BOJONEGORO | Batara.news — Permukaan jalan rigid beton yang seharusnya kokoh dan berumur panjang kini justru menunjukkan gejala keausan dini di sejumlah titik proyek. Fenomena ini memantik sorotan para pengamat konstruksi. Mereka menduga, penurunan mutu beton menjadi biang keladi—bukan semata faktor cuaca atau beban lalu lintas.

Rigid beton, dalam standar teknis, dirancang tahan tekan tinggi. Untuk jalan kelas menengah, mutu K-250 kerap menjadi patokan minimal. Namun, ketika permukaan sudah tergerus, berdebu, dan retak rambut muncul lebih cepat dari umur rencana, kecurigaan pun menguat: apakah mutu K yang terpasang benar-benar sesuai spesifikasi, atau sekadar angka di atas kertas.

Seorang mandor lapangan bernama Firman, yang telah lama berkecimpung dalam proyek pengerjaan jalan rigid beton, menilai keausan dini bukan hal sepele. Menurutnya, kualitas mutu beton dapat dibaca dari perilaku permukaan dalam waktu relatif singkat.

“Rigid beton dengan mutu sesuai standar tidak mudah aus di fase awal. Kalau cepat terkikis, patut dipertanyakan campuran dan kontrol kualitasnya. Uji mutu itu bukan formalitas,” ujarnya.

Ia juga menyoroti praktik penimpalan aspal di batas sambungan rigid beton yang kerap dijadikan solusi cepat. Dalam pandangannya, langkah tersebut bisa menjadi “tirai kosmetik” untuk meredam tampilan kerusakan, bukan memperbaiki akar persoalan.

“Kalau hanya ditutup aspal di sambungan atau tepi yang aus, itu bisa jadi hanya menutup gejala, bukan menyembuhkan sebab. Publik harus paham bedanya perawatan dengan penyamaran,” tegasnya.

Secara teknis, mutu beton seperti K-250 tidak bisa dipastikan hanya dengan pengamatan visual.

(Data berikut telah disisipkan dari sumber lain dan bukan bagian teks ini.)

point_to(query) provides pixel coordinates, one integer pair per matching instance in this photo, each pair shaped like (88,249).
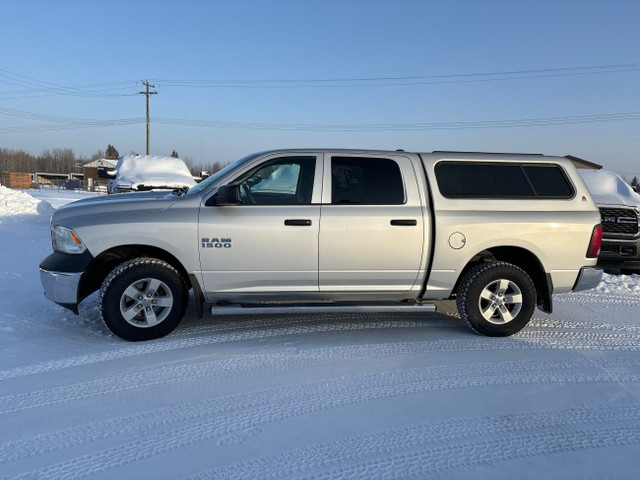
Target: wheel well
(104,263)
(523,259)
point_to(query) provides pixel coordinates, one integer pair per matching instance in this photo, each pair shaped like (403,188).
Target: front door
(268,243)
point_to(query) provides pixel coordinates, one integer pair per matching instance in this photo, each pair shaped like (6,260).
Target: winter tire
(496,299)
(143,299)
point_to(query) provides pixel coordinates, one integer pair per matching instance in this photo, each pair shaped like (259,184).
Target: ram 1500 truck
(317,230)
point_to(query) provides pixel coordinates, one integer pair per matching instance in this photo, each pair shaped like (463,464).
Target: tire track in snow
(224,336)
(600,298)
(256,330)
(233,428)
(333,456)
(530,340)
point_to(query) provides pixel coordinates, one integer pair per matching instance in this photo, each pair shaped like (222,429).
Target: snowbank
(608,188)
(17,206)
(150,170)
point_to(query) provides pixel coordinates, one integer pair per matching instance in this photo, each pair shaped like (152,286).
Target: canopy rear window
(502,180)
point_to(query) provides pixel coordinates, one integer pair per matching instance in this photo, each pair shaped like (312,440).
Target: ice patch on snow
(17,206)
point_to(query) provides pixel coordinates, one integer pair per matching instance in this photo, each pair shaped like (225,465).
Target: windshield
(218,175)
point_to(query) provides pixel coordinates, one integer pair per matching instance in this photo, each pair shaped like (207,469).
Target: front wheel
(143,299)
(496,299)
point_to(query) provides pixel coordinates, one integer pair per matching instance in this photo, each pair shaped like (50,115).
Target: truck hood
(119,204)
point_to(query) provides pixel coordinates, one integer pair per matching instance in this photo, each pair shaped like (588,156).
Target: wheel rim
(500,301)
(146,302)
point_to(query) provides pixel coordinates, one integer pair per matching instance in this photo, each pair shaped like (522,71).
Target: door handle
(404,223)
(297,223)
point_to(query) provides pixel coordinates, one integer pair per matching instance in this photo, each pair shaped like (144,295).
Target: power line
(44,88)
(404,80)
(61,123)
(147,93)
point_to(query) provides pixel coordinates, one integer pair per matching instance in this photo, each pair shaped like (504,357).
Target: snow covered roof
(608,188)
(153,170)
(103,162)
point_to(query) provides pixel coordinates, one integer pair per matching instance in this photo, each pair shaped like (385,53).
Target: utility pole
(147,93)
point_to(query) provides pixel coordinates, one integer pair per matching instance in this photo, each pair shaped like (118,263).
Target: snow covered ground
(317,396)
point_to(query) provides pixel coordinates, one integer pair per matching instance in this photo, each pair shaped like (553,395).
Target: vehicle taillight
(596,242)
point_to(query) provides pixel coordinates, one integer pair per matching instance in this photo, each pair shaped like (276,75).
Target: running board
(337,308)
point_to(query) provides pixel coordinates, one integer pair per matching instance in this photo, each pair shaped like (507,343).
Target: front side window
(368,181)
(282,181)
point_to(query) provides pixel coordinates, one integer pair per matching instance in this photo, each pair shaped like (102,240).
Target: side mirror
(103,173)
(227,195)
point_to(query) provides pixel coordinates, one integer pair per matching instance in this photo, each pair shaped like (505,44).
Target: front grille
(619,221)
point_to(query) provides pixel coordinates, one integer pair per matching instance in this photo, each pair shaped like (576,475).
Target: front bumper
(61,277)
(588,278)
(61,287)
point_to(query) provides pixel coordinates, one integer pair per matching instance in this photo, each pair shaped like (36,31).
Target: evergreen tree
(111,153)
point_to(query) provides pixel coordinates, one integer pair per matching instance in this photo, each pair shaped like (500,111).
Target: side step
(266,309)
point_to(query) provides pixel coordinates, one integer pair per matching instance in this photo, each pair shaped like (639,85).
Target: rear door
(371,228)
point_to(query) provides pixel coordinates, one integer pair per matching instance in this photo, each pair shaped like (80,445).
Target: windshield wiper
(180,191)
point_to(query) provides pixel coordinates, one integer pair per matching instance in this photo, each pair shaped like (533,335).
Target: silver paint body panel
(347,252)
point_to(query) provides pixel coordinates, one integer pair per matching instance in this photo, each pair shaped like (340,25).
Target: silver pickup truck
(338,230)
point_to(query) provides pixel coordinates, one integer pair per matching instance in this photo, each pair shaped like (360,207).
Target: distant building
(91,180)
(584,164)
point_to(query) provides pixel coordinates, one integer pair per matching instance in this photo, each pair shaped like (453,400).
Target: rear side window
(368,181)
(502,180)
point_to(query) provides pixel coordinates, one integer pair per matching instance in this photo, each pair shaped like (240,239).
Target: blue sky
(422,67)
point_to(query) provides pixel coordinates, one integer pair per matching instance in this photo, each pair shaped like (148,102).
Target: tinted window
(462,179)
(548,181)
(369,181)
(478,180)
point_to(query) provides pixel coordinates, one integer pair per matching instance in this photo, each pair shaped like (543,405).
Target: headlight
(65,240)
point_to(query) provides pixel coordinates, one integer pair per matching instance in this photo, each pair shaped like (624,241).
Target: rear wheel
(496,299)
(143,299)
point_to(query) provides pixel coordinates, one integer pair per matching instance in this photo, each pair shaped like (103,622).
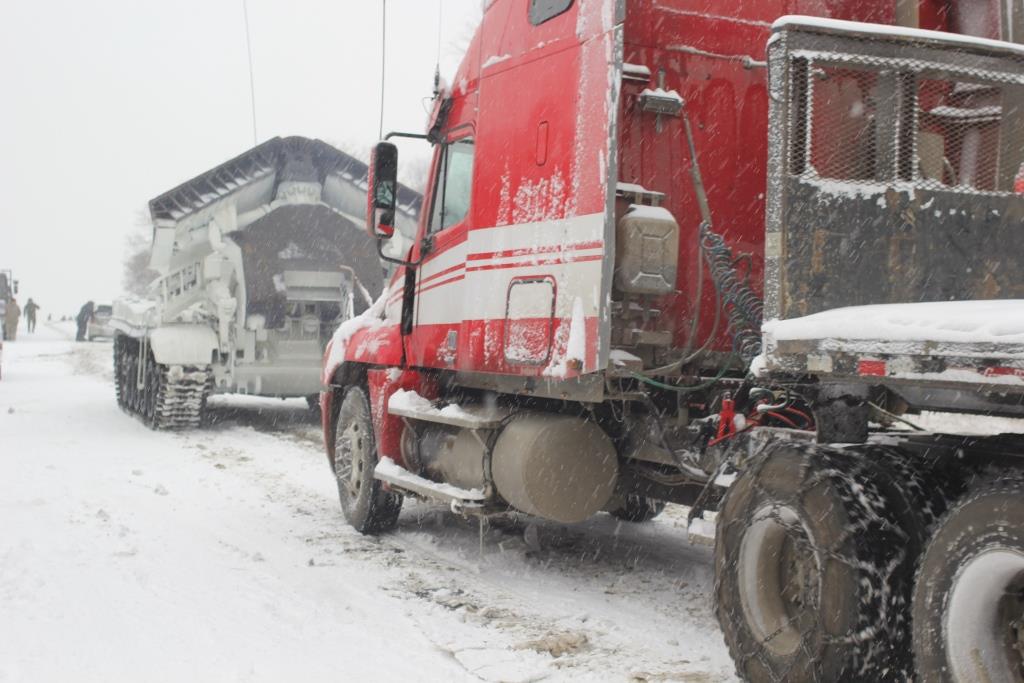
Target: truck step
(413,406)
(401,478)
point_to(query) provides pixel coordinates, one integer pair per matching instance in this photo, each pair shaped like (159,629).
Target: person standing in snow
(30,314)
(84,315)
(10,318)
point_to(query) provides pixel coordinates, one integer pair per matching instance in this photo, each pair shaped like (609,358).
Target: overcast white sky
(105,104)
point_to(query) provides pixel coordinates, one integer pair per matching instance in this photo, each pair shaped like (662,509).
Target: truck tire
(813,568)
(365,502)
(638,509)
(969,595)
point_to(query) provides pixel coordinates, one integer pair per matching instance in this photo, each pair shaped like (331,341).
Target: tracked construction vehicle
(700,253)
(259,260)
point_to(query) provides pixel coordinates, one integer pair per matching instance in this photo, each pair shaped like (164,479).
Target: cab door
(438,309)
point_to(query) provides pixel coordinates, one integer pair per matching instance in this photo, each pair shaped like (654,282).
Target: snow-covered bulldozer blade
(258,260)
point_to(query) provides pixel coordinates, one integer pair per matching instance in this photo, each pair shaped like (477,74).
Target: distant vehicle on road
(99,325)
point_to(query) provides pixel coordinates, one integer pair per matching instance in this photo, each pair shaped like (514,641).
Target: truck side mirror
(382,195)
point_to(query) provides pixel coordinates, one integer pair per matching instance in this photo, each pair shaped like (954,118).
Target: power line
(252,80)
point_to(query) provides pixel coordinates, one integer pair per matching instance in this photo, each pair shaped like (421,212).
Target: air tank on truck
(707,254)
(259,259)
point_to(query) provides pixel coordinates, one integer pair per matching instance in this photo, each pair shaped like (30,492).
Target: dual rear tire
(969,594)
(814,560)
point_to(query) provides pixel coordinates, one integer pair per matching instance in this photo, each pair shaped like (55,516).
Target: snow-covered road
(222,555)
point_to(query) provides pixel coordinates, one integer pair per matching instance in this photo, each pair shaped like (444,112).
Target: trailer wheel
(367,506)
(969,595)
(813,568)
(638,509)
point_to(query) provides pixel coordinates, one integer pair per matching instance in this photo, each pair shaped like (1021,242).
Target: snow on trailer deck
(946,342)
(221,554)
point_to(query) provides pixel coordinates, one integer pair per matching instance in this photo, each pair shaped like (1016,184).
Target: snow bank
(998,322)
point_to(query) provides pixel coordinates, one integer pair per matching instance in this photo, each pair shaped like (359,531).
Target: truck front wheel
(969,595)
(367,506)
(813,568)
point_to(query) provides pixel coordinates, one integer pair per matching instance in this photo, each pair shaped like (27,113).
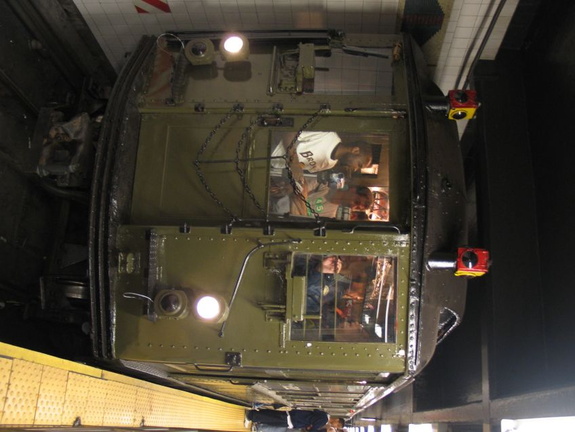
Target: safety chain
(289,158)
(199,172)
(241,172)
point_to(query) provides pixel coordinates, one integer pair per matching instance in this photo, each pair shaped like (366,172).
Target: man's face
(332,264)
(355,160)
(360,203)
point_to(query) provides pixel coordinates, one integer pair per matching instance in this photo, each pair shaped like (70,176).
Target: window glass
(349,298)
(330,174)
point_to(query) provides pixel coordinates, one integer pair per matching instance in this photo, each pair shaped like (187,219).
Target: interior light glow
(208,308)
(423,427)
(233,44)
(555,424)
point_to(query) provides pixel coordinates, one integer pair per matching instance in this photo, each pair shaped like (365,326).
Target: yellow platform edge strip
(37,389)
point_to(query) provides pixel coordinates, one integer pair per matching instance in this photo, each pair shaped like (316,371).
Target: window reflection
(348,298)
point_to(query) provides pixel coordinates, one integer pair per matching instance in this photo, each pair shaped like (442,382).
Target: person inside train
(325,201)
(324,286)
(311,421)
(316,151)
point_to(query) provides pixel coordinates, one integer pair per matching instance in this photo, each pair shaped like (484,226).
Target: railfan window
(355,186)
(349,298)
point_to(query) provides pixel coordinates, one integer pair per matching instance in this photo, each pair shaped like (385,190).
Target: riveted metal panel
(51,397)
(22,395)
(41,390)
(5,370)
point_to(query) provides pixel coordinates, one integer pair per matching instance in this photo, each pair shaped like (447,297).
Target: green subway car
(264,219)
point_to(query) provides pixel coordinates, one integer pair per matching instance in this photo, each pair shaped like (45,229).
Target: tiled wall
(118,26)
(466,25)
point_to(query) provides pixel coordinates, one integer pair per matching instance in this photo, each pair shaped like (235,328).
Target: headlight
(200,51)
(210,308)
(171,304)
(234,47)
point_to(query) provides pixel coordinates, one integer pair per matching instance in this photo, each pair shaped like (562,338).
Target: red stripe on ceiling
(159,4)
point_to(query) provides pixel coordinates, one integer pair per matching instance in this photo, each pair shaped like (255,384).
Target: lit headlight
(234,47)
(210,308)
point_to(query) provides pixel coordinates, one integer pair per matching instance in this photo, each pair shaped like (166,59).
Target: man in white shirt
(319,151)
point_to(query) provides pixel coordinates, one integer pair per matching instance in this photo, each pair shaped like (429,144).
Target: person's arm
(292,157)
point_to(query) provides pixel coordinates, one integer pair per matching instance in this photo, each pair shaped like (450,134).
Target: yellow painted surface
(40,390)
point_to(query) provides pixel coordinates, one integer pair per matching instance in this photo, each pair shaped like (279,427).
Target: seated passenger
(319,151)
(323,286)
(325,201)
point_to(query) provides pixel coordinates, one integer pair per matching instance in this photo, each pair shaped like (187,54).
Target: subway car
(278,217)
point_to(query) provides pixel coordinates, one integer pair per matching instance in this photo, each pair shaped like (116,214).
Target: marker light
(234,47)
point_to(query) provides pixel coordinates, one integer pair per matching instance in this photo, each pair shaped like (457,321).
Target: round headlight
(235,47)
(210,308)
(171,304)
(233,44)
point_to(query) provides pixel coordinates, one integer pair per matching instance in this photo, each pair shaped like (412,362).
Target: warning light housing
(472,262)
(462,104)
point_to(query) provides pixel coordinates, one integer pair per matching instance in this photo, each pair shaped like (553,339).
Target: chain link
(288,158)
(241,172)
(199,171)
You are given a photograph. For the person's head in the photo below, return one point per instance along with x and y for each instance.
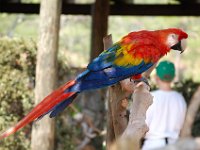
(165, 72)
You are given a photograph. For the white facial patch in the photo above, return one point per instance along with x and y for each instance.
(183, 44)
(172, 40)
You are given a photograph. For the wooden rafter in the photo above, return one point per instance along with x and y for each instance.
(128, 9)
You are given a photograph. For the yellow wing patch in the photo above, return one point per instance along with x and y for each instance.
(123, 58)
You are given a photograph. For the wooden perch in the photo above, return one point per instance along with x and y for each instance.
(116, 120)
(137, 127)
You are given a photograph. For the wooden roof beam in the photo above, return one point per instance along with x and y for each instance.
(122, 10)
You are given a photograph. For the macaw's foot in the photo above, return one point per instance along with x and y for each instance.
(142, 79)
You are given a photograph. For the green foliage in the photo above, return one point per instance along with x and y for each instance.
(17, 72)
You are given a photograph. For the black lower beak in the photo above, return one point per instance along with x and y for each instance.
(177, 47)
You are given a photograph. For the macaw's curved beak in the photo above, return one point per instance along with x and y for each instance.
(178, 47)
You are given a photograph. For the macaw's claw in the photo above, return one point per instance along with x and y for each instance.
(140, 80)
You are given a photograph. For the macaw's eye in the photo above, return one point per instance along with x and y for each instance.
(174, 36)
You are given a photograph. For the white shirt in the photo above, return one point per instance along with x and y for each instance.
(165, 117)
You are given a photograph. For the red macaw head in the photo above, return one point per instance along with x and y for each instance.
(173, 38)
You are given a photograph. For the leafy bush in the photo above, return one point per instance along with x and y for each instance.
(17, 75)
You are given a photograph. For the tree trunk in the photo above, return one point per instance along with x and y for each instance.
(46, 70)
(116, 114)
(137, 127)
(100, 13)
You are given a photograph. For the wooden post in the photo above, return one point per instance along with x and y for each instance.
(46, 72)
(137, 127)
(116, 115)
(100, 13)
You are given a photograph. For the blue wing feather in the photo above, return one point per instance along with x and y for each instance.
(105, 59)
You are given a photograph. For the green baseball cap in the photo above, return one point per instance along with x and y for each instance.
(165, 71)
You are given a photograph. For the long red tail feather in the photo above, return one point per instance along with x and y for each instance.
(46, 104)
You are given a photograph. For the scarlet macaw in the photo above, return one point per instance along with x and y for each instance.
(131, 56)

Diperlukan uji laboratorium—baik melalui benda uji silinder/kubus, hammer test, maupun core drill—untuk mengetahui kuat tekan aktual.

Namun, tanda-tanda lapangan seperti permukaan mudah terkelupas, agregat cepat terbuka, dan debu semen berlebih sering menjadi indikator awal mutu yang patut diuji ulang.

Persoalan ini bukan semata urusan teknis, melainkan juga etika penggunaan anggaran. Jalan rigid beton dibiayai dari pajak rakyat. Maka, setiap sentimeter mutu yang berkurang berarti penyusutan nilai manfaat publik.

Pengamat mendorong pengawasan partisipatif dari masyarakat, sekaligus langkah tegas dari APIP (Aparat Pengawasan Intern Pemerintah) dan APH (Aparat Penegak Hukum). Audit quality control diminta tidak berhenti di dokumen, tetapi menyentuh fakta material di lapangan.

Desakan publik pun menguat: proyek infrastruktur tidak cukup hanya selesai secara administratif, tetapi harus lulus uji kejujuran teknis. Sebab jalan bukan sekadar hamparan beton—ia adalah kontrak kepercayaan antara negara dan warganya.